Saturday, February 11, 2012

H.G. Wells


The War of the Worlds - H.G. Wells

“The intellectual side of man already admits that life is an incessant struggle for existence.” (Pg 2)

“Perhaps I am a man of exceptional moods. I do not know how far my experience is common. At times I suffer from the strangest sense of detachment from myself and the world about me; I seem to watch it all from the outside, from somewhere inconceivably remote, out of time, out of space, out of the stress and tragedy of it all.” (Pg 22)

“It’s no kindness to the right sort of wife to make her a widow.” (Pg 42)

“What good is religion if it collapses under calamity?” (Pg 54)
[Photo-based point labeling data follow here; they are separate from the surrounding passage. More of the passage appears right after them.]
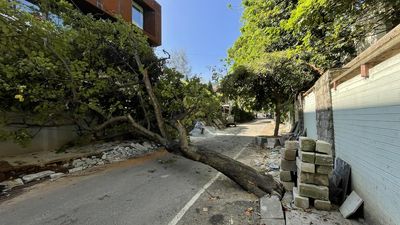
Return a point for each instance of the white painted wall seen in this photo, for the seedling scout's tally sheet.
(310, 122)
(366, 115)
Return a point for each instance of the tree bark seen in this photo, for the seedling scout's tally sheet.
(278, 112)
(248, 178)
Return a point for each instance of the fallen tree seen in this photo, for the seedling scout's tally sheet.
(103, 75)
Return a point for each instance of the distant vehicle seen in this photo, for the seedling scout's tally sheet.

“Without the body the brain would, of course, become a mere selfish intelligence, without any of the emotional substratum of the human being.” (Pg 102)

“Aren’t you satisfied it is up with humanity? I am. We’re down; we’re beat.” (Pg 122)

“It’s the man that keeps on thinking comes through.” (Pg 123)

“Now whenever things are so that a lot of people feel they ought to be doing something, the weak, and those who go weak with a lot of complicated thinking, always make for a sort of do-nothing religion, very pious and superior, and submit to persecution and the will of the Lord.” (Pg 126)

“For neither do men live nor die in vain.” (Pg 136)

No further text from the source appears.